Le 25 janvier, nous nous décidons enfin à repartir du Togo. Direction la frontière du Bénin, afin d'éviter le Sud du Nigéria (beaucoup trop dangereux). Ce détour nous occasionnera un supplément de 2000 kms. Nous remontons le pays via Abomey, Save, Parakou et poste frontière de Malanville. La traversée du pays s'est faite dans de bonnes conditions routières car le Bénin possède un réseau plutôt bien entretenu par rapport à ce que nous avons connu jusqu'alors. Seul hic lors du trajet, un gendarme trop zélé, nous a gardé 40 minutes pour des contrôles totalement débiles (validité du contrôle technique du 4x4 sur la remorque, date de validité de l'extincteur... ).
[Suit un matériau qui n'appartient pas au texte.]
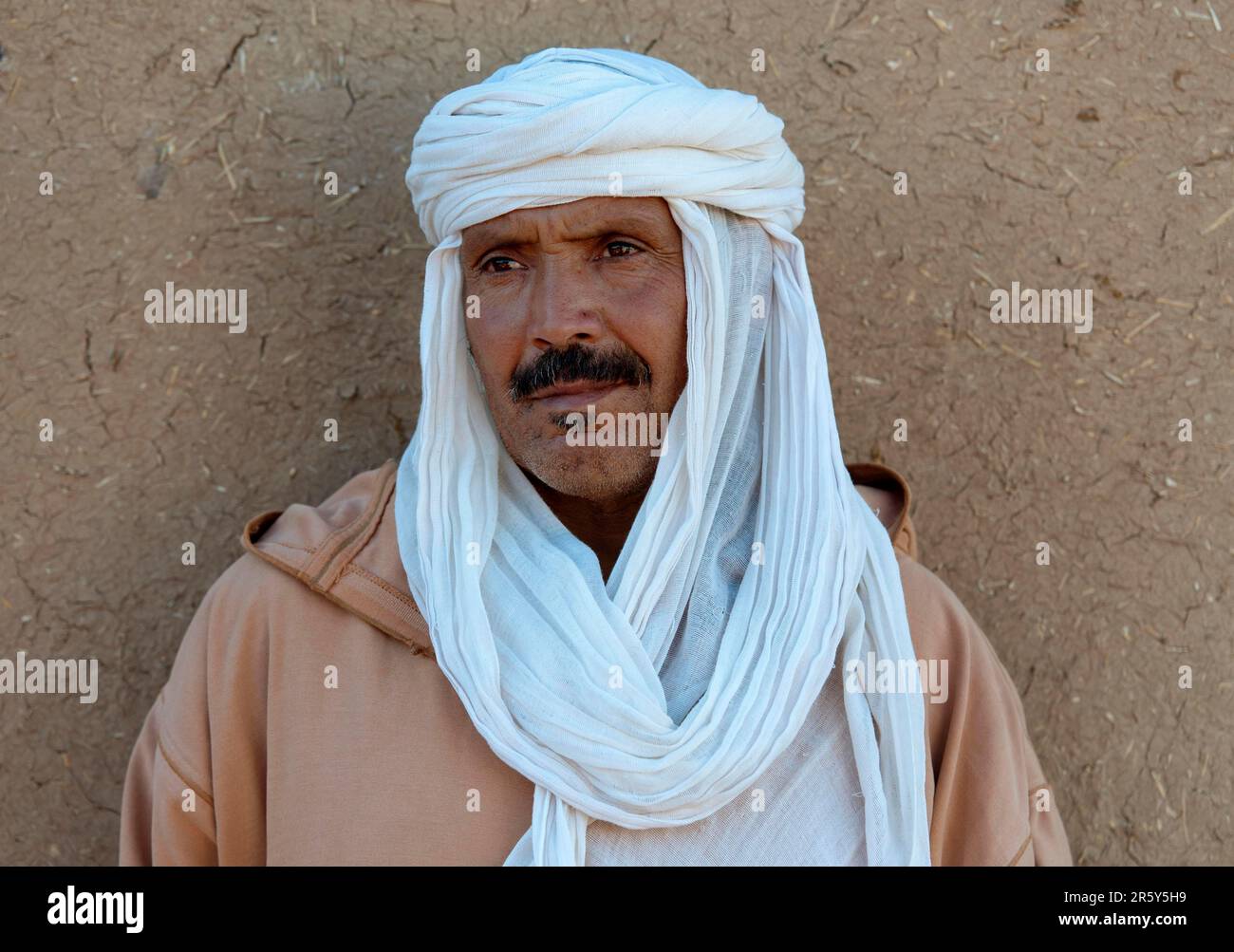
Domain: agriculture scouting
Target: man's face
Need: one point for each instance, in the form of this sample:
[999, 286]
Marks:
[588, 296]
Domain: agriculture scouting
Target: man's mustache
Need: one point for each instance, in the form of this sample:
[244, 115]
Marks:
[576, 362]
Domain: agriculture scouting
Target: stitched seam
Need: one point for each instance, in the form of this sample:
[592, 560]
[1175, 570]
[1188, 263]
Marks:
[198, 788]
[1023, 846]
[352, 569]
[368, 619]
[295, 548]
[365, 522]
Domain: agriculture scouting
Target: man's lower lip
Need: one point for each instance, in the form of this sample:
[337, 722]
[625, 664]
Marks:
[575, 401]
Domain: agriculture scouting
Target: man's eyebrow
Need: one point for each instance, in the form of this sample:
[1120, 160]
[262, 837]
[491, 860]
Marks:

Bien sûr tout ceci afin de protéger notre sécurité et notre bien être à un coût modique de 10 euros qu'il n'obtiendra pas évidemment. Nous n'avions pas encore été confrontés à un tel comportement de racisme et de bêtise. Nous pensions cette habitude réservée aux gendarmes sénégalais. Par bonheur, la douane pour sortir du Bénin, malgré l'heure tardive (+ de 18 heures) s'est très bien déroulée, sans aucune demande de rémunération de travail supplémentaire (habitude réservée aux douaniers sénégalais y compris à 15 heures).
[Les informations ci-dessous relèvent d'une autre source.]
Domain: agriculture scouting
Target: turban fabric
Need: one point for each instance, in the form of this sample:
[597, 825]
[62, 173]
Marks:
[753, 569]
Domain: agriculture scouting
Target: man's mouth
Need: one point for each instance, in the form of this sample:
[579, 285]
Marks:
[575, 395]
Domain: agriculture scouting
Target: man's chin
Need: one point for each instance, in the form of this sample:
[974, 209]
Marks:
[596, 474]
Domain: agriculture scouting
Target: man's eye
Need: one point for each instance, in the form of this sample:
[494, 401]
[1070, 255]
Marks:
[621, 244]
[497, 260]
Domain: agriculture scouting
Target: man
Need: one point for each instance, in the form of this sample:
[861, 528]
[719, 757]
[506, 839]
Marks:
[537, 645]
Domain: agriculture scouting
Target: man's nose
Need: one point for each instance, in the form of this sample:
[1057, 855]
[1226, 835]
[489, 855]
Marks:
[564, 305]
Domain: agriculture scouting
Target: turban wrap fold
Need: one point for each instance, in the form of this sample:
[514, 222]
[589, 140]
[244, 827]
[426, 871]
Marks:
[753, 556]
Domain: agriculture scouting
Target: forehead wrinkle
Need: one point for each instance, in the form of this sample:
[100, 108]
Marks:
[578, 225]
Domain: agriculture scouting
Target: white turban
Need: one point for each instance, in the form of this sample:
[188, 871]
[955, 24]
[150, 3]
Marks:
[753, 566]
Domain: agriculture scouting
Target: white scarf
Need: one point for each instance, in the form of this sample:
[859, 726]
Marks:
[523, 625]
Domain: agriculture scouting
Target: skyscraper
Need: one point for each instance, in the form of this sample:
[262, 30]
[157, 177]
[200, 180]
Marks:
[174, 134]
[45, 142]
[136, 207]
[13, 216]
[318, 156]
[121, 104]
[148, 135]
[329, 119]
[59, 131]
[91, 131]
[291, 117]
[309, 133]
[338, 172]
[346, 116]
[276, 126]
Le 26 janvier au soir, après avoir franchi le fleuve (frontalier) nous rentrons au Niger où les douaniers nous proposent de nous remplir les carnets de passage en douane et de nous libérer immédiatement. Pour nous c'est une agréable surprise car la région du fleuve est infestée de moustiques, après une quarantaine de kilomètres nous sommes obligés de stopper car il est impossible de continuer tellement la route est défoncée. Nous trouvons refuge pour la nuit à un poste de gendarmerie dans un petit village. Le lendemain, nous avalerons encore 30 kilomètres fortement délabrés et profiterons ensuite d'une route excellente jusqu'à Niamey. Arrivés en début d'après midi dans la capitale du Niger, nous nous rendons directement à l'Ambassade du Nigéria où l'on nous annonce que les visas ne se délivrent que le mardi et le jeudi. Nous nous mettons donc en quête d'un endroit où stationner pendant trois jours. Un guide recruté dans la rue pour la circonstance, nous emmène au camping municipal. Nous avions lu sur Internet que celui-ci ressemblait à une décharge, de prime à bord il paraît correct (entrée, bar que les nigériens fréquentent), mais l'endroit et les sanitaires réservés aux campeurs ressemblent bien à une décharge. Après quelques explications avec le gérant, nous reprenons nos recherches. Un français, résident à Niamey, nous conseille de rejoindre une falaise qui domine le fleuve (à 20 kms) afin de nous installer pendant quelques jours. Le gardien des lieux étant trop gourmand, nous rebroussons chemin. Nous tenterons plusieurs hôtels : Le Sahel nous demandera 50 000 F CFA (75 euros) par nuit : ils ont du voir la vierge clignoter (bizarre dans un pays musulman) ; pour le reste la taille de notre convoi ne nous permet pas de stationner dans leur parking. Nous rappelons Jacques, rencontré le matin même, qui nous propose de nous parquer dans la cour de son entreprise en plein cœur de Niamey. Ce qui est fort gentil de sa part et nous enlève une belle épine du pied car le stationnement dans les grandes villes est toujours une source de problèmes.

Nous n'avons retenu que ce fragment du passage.